The present invention relates to a method for monitoring the position and orientation of a moving object, of the type in which the moving object transmits electromagnetic signals, representative of the position and orientation thereof, to a fixed receiver. More particularly, the present invention relates to an open loop method in which either the transmitter or the receiver may be spatially extended and in which both the position and the orientation of the moving object are computed noniteratively.
It is known to track the position and orientation of a moving object with respect to a fixed frame of reference, by equipping the moving object with a transmitting apparatus that transmits electromagnetic radiation, placing a receiving apparatus in a known and fixed position in the fixed frame of reference, and inferring the continuously changing position and orientation of the object from signals transmitted by the transmitting apparatus and received by the receiving apparatus. Typically, the transmitting apparatus includes three orthogonal magnetic dipole transmitters; the receiving apparatus includes three orthogonal magnetic dipole receivers; and the object is close enough to the receiving apparatus, and the frequencies of the signals are sufficiently low, that the signals are near field signals. Also typically, the system used is a closed loop system: the receiving apparatus is hardwired to, and explicitly synchronized with, the transmitting apparatus. Representative prior art patents in this field include U.S. Pat. No. 4,287,809 and U.S. Pat. No. 4,394,831, to Egli et al.; U.S. Pat. No. 4,737,794, to Jones; U.S. Pat. No. 4,742,356, to Kuipers; U.S. Pat. No. 4,849,692, to Blood; and U.S. Pat. No. 5,347,289, to Elhardt. Several of the prior art patents, notably Jones, present non-iterative algorithms for computing the position and orientation of magnetic dipole transmitters with respect to magnetic dipole receivers.
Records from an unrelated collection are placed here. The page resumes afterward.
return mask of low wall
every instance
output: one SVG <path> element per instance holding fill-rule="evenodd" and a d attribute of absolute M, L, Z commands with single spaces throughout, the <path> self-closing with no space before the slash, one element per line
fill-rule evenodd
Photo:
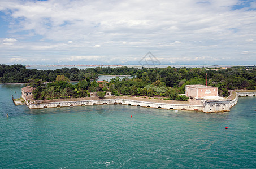
<path fill-rule="evenodd" d="M 238 97 L 255 96 L 256 92 L 236 92 Z"/>
<path fill-rule="evenodd" d="M 230 101 L 230 104 L 229 104 L 230 108 L 233 107 L 238 101 L 238 96 L 237 96 L 237 93 L 235 91 L 232 91 L 231 94 L 229 95 L 229 96 L 228 96 L 227 97 L 227 99 L 232 99 L 233 97 L 235 97 L 235 98 Z"/>
<path fill-rule="evenodd" d="M 122 104 L 128 105 L 153 108 L 164 109 L 187 110 L 205 112 L 204 106 L 201 105 L 175 104 L 162 103 L 152 103 L 126 99 L 99 99 L 94 100 L 81 100 L 72 101 L 51 102 L 41 104 L 28 104 L 29 109 L 42 109 L 46 108 L 68 107 L 83 105 Z"/>

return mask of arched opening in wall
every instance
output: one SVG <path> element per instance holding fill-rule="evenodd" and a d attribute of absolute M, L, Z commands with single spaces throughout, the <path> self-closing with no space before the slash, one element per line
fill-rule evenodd
<path fill-rule="evenodd" d="M 220 105 L 219 104 L 217 104 L 216 106 L 216 111 L 219 111 L 220 110 Z"/>
<path fill-rule="evenodd" d="M 212 110 L 212 108 L 213 108 L 213 105 L 211 104 L 211 105 L 210 106 L 210 110 Z"/>
<path fill-rule="evenodd" d="M 223 104 L 223 105 L 222 105 L 222 110 L 225 109 L 226 106 L 227 106 L 227 105 L 225 105 L 225 104 Z"/>

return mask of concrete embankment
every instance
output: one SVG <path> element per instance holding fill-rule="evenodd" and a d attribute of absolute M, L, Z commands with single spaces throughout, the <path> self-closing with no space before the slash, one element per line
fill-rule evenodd
<path fill-rule="evenodd" d="M 89 100 L 90 99 L 90 100 Z M 80 98 L 68 100 L 69 99 L 59 100 L 44 100 L 40 103 L 28 104 L 30 109 L 40 109 L 46 108 L 68 107 L 76 106 L 85 106 L 93 105 L 122 104 L 127 105 L 153 108 L 164 109 L 187 110 L 204 111 L 202 105 L 193 105 L 189 101 L 154 100 L 148 99 L 138 99 L 125 96 L 107 97 L 104 99 L 97 97 Z"/>

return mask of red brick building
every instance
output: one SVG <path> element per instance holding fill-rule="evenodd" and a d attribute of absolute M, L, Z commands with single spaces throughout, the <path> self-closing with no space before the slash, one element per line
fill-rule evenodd
<path fill-rule="evenodd" d="M 205 85 L 186 85 L 186 96 L 198 98 L 206 96 L 218 96 L 218 88 Z"/>
<path fill-rule="evenodd" d="M 21 97 L 25 100 L 28 100 L 29 97 L 32 97 L 32 92 L 34 90 L 33 87 L 26 86 L 21 88 Z"/>

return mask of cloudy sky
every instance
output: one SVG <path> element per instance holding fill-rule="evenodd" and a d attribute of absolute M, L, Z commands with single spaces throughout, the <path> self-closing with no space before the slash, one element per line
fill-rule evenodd
<path fill-rule="evenodd" d="M 256 64 L 256 1 L 0 0 L 1 64 Z"/>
Of particular note are U.S. Pat. No. 4,054,881, to Raab, and U.S. Pat. No. 5,600,330, to Blood. Raab purports to teach an open loop system. Raab's system is "open loop" only in the sense that there is no communication from the receiving apparatus to the transmitting apparatus; but it still is necessary to synchronize the transmitting apparatus and the receiving apparatus explicitly. Raab provides several methods for synchronizing the receiving apparatus with the transmitting apparatus, for example a phase locked loop in the case of frequency domain multiplexing, and code timing signals, in the case of spread spectrum multiplexing. In all cases, however, Raab's system requires that the receiver generate a reference signal that is mixed with the received signal, both for the purpose of synchronization and for the purpose of resolving sign ambiguities in all three independent coordinates of the space in which the object moves. In Blood's system, the transmitters are fixed in the fixed reference frame, and the receivers are attached to the moving object; but by reciprocity, this is equivalent to the situation in which the receivers are fixed and the transmitters move. Blood's transmitters are spatially extended, and so cannot be treated as point sources. Blood also presents an algorithm which allows the orientation, but not the position, of the receivers relative to the transmitters to be calculated non-iteratively.
It thus is apparent that there is further room for simplification of the art of tracking a moving object using near field electromagnetic signals. The explicit synchronization required by Raab demands additional hardware and/or signal processing that would not be necessary if explicit synchronization were not required. Blood's iterative calculation of position adds complexity and processing time, to systems with spatially extended transmitters or receivers, that are absent from systems with point sources and point receivers. It would be highly advantageous to have a noniterative method of inferring both the position and the orientation of a transmitting apparatus relative to a spatially extended receiving antenna without explicit synchronization of the transmitters and the receivers.